Sebagai seorang realis yang keras kepala, Kissinger hanya peduli dengan penderitaan Palestina sejauh hal itu berpotensi mengganggu stabilitas Timur Tengah; aspirasi moral atau hak hukum rakyat yang tertindas tidak relevan baginya. Ia bukanlah pendukung Organisasi Pembebasan Palestina, apalagi Hamas yang militan. Karena ia tidak yakin bahwa kesepakatan antara Israel dan PLO dapat dicapai, ia menganjurkan pembentukan konfederasi Palestina-Yordania – sebuah visi yang masih relevan hingga kini. Bagi Kissinger, yang terpenting adalah mencapai keseimbangan yang stabil di antara kekuatan-kekuatan besar di kawasan tersebut.

Tak Ada Musuh Abadi

Realisme Kissinger yang tanpa pertumpahan darah memungkinkannya untuk mengambil pelajaran sejarah yang cenderung diabaikan oleh para pemimpin politik, dan bahkan beberapa sejarawan: tidak ada dua pihak yang ditakdirkan untuk tetap bermusuhan selamanya. Kuncinya adalah memastikan bahwa perang tidak melampaui kegunaannya – yang bagi Kissinger berarti kapasitasnya untuk menciptakan peluang diplomatik dan memungkinkan penyeimbangan kembali geopolitik.

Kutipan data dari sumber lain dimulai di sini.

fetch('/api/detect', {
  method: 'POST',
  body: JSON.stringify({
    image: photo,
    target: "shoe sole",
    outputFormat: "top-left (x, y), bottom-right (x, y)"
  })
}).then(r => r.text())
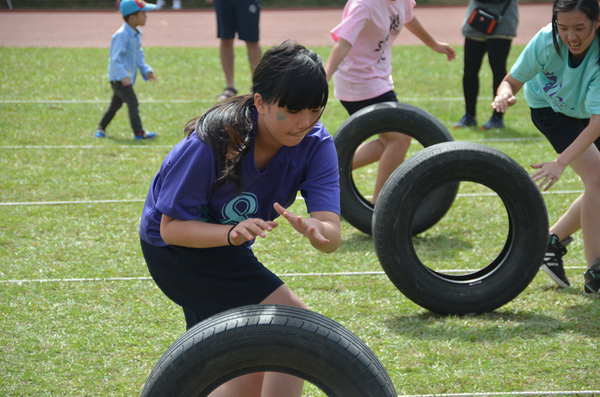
top-left (542, 265), bottom-right (571, 288)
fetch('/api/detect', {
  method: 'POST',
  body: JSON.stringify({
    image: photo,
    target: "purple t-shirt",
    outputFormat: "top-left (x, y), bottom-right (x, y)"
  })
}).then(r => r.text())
top-left (140, 122), bottom-right (340, 246)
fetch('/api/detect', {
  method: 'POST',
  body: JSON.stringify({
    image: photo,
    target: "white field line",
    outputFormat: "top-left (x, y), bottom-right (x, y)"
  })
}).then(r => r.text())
top-left (0, 97), bottom-right (468, 105)
top-left (398, 390), bottom-right (600, 397)
top-left (0, 266), bottom-right (585, 285)
top-left (0, 190), bottom-right (583, 207)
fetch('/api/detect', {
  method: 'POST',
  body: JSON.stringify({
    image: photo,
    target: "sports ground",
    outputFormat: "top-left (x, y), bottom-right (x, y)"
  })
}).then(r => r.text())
top-left (0, 0), bottom-right (600, 397)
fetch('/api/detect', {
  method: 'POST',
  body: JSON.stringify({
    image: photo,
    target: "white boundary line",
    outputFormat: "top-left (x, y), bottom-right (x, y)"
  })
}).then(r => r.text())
top-left (398, 390), bottom-right (600, 397)
top-left (0, 190), bottom-right (584, 207)
top-left (0, 266), bottom-right (585, 285)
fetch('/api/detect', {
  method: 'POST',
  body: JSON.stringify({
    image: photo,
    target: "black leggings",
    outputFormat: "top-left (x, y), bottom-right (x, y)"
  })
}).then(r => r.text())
top-left (463, 37), bottom-right (512, 118)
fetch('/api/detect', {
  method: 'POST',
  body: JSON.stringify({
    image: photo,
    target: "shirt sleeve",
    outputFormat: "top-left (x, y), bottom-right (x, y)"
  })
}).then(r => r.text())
top-left (110, 33), bottom-right (129, 81)
top-left (300, 133), bottom-right (340, 215)
top-left (331, 3), bottom-right (371, 45)
top-left (510, 25), bottom-right (555, 83)
top-left (156, 137), bottom-right (216, 221)
top-left (137, 47), bottom-right (153, 80)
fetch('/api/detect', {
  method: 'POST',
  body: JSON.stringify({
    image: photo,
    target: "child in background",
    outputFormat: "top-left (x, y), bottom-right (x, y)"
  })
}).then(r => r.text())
top-left (325, 0), bottom-right (456, 204)
top-left (95, 0), bottom-right (157, 139)
top-left (492, 0), bottom-right (600, 297)
top-left (140, 42), bottom-right (341, 397)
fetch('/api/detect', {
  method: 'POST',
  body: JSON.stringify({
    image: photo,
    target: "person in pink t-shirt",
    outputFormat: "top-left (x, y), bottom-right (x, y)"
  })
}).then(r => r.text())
top-left (325, 0), bottom-right (456, 203)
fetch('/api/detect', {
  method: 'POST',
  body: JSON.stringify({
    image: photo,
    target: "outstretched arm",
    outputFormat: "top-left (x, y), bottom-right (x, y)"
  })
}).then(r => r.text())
top-left (492, 73), bottom-right (525, 113)
top-left (273, 203), bottom-right (342, 253)
top-left (404, 17), bottom-right (456, 61)
top-left (160, 214), bottom-right (279, 248)
top-left (325, 37), bottom-right (352, 81)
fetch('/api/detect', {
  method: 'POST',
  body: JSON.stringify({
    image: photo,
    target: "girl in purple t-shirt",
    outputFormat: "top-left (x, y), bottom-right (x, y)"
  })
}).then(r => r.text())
top-left (140, 42), bottom-right (341, 396)
top-left (325, 0), bottom-right (456, 204)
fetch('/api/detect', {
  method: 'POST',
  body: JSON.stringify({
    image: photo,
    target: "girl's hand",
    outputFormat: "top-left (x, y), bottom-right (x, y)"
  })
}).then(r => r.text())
top-left (273, 203), bottom-right (329, 244)
top-left (229, 218), bottom-right (279, 246)
top-left (432, 42), bottom-right (456, 61)
top-left (531, 161), bottom-right (566, 190)
top-left (492, 92), bottom-right (517, 113)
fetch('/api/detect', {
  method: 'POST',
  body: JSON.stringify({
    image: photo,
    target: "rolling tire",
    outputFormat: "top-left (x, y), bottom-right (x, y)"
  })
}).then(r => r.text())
top-left (333, 102), bottom-right (458, 235)
top-left (373, 142), bottom-right (548, 315)
top-left (142, 305), bottom-right (398, 397)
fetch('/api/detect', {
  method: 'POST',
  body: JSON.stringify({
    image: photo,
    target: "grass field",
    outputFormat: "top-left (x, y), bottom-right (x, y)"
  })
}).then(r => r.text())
top-left (0, 46), bottom-right (600, 396)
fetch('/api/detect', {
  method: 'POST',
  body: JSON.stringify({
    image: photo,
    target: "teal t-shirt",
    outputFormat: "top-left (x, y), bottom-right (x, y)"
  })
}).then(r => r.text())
top-left (510, 24), bottom-right (600, 119)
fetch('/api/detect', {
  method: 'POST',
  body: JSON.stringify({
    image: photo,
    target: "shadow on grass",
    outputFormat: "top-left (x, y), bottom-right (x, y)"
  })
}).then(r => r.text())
top-left (386, 298), bottom-right (600, 342)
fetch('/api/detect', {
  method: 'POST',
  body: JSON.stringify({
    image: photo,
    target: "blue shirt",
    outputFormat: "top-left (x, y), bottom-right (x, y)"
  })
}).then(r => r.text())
top-left (140, 122), bottom-right (340, 246)
top-left (510, 24), bottom-right (600, 119)
top-left (108, 22), bottom-right (152, 85)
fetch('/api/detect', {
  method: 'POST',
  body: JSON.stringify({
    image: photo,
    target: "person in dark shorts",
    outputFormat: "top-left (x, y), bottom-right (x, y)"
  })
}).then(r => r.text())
top-left (206, 0), bottom-right (262, 101)
top-left (492, 0), bottom-right (600, 297)
top-left (140, 42), bottom-right (341, 396)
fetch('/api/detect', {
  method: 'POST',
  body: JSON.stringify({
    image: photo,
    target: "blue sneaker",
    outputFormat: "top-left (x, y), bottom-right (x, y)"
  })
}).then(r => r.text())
top-left (583, 259), bottom-right (600, 298)
top-left (454, 113), bottom-right (477, 129)
top-left (479, 114), bottom-right (504, 131)
top-left (135, 131), bottom-right (158, 140)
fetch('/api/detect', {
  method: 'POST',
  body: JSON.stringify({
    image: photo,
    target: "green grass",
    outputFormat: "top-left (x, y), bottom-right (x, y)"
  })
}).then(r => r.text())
top-left (0, 46), bottom-right (600, 396)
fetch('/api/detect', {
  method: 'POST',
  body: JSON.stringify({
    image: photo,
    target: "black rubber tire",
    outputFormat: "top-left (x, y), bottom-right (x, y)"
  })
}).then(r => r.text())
top-left (333, 102), bottom-right (458, 235)
top-left (142, 305), bottom-right (398, 397)
top-left (373, 142), bottom-right (548, 315)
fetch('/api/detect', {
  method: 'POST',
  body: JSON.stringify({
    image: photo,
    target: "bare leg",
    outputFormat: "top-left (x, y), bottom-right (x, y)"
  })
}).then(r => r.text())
top-left (559, 145), bottom-right (600, 268)
top-left (209, 284), bottom-right (308, 397)
top-left (246, 41), bottom-right (262, 74)
top-left (352, 139), bottom-right (385, 170)
top-left (371, 132), bottom-right (411, 204)
top-left (219, 39), bottom-right (235, 88)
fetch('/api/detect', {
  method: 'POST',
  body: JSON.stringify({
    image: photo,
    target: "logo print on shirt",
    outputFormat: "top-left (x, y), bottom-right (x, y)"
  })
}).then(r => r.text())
top-left (375, 14), bottom-right (400, 63)
top-left (220, 192), bottom-right (258, 225)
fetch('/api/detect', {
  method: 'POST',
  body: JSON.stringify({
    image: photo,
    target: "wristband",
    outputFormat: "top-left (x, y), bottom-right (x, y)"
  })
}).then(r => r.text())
top-left (227, 225), bottom-right (237, 247)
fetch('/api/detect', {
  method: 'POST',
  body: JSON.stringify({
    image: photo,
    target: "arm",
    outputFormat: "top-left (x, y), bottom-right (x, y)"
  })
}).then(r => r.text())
top-left (160, 214), bottom-right (279, 248)
top-left (325, 37), bottom-right (352, 81)
top-left (492, 73), bottom-right (525, 113)
top-left (404, 16), bottom-right (456, 61)
top-left (273, 203), bottom-right (342, 253)
top-left (531, 114), bottom-right (600, 190)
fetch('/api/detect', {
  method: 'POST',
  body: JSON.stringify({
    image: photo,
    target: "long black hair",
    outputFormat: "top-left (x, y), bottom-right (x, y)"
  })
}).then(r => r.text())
top-left (184, 40), bottom-right (329, 190)
top-left (552, 0), bottom-right (600, 65)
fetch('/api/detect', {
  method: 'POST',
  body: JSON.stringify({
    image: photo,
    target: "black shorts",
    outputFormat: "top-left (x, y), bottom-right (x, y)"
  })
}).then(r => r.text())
top-left (531, 108), bottom-right (600, 153)
top-left (140, 240), bottom-right (283, 329)
top-left (215, 0), bottom-right (260, 43)
top-left (340, 91), bottom-right (398, 116)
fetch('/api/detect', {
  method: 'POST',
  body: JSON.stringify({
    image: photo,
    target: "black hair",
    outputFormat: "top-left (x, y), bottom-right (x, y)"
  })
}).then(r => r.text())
top-left (184, 40), bottom-right (329, 190)
top-left (123, 10), bottom-right (141, 22)
top-left (552, 0), bottom-right (600, 65)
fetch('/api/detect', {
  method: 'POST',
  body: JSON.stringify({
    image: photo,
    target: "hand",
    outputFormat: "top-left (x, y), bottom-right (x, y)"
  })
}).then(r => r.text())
top-left (273, 203), bottom-right (329, 244)
top-left (531, 161), bottom-right (566, 190)
top-left (433, 42), bottom-right (456, 61)
top-left (229, 218), bottom-right (279, 246)
top-left (492, 92), bottom-right (517, 113)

Pada tahun 1970-an, AS terpaksa mengakui bahwa pengejaran kemenangan yang berkelanjutan di Vietnam akan menyebabkan gejolak dan pertumpahan darah yang tak berkesudahan. Peningkatan kekuatan militer gagal mengubah situasi di lapangan, sebagian karena situasi tidak memungkinkan jenis perang manuver yang biasa dilakukan militer konvensional Amerika, dan sebagian lagi karena musuh—yang dimotivasi oleh kebencian yang mendalam terhadap penjajah—tidak banyak ruginya. Kini, setengah abad setelah AS mengakui kekalahan militer, AS dapat mengklaim kemenangan dalam ranah diplomatik dan ekonomi. Vietnam praktis merupakan sekutu AS, dan Tiongkok, yang pernah membantu Vietnam Utara dalam perjuangannya melawan “imperialisme Amerika”, dipandang sebagai ancaman utama bagi keamanan Vietnam.

Namun, bahkan ketika “kemenangan total” memungkinkan, kemungkinan besar itu hanya akan berumur pendek. “Kemenangan total” Israel dalam Perang Arab-Israel tahun 1948 dan 1967, serta perang melawan Mesir tahun 1956, hanya memperkuat hasrat balas dendam musuh-musuhnya. Itulah sebabnya Kissinger menghentikan Perang Yom Kippur tahun 1973 sebelum militer Israel dapat membuat Pasukan Lapangan Ketiga Mesir kelaparan dan maju ke Kairo: ia tahu hal ini kemungkinan besar akan menghalangi perdamaian abadi. Berkat kecerdikannya, Israel dan Mesir menandatangani perjanjian damai pada tahun 1979.

Kekalahan Naratif

Kemenangan total adalah khayalan, karena, seperti yang dijelaskan Wolfgang Schivelbusch dalam bukunya The Culture of Defeat: On National Trauma, Mourning, and Recovery, para “pecundang” tidak pernah menerima narasi kekalahan. Sebaliknya, mereka menulis ulang sejarah mereka, menciptakan “mitos” yang mengagungkan masa lalu mereka dan membenarkan kekalahan mereka. Kekalahan militer menjadi simbol superioritas budaya dan moral.

Dalam perang—terutama yang asimetris—penilaian moral atas konflik bisa sama pentingnya dengan bom terhadap hasil akhir. Di Vietnam, para ahli strategi AS menyerukan pengeboman tanpa ampun dan penargetan infrastruktur. Namun, strategi ini tidak hanya menghasilkan keuntungan militer yang semakin berkurang; tetapi juga mengasingkan warga negara dan sekutu AS. AS kalah dalam Perang Vietnam di kampus-kampus universitas Amerika dan di mata opini publik Barat sebelum akhirnya menyerah di medan perang.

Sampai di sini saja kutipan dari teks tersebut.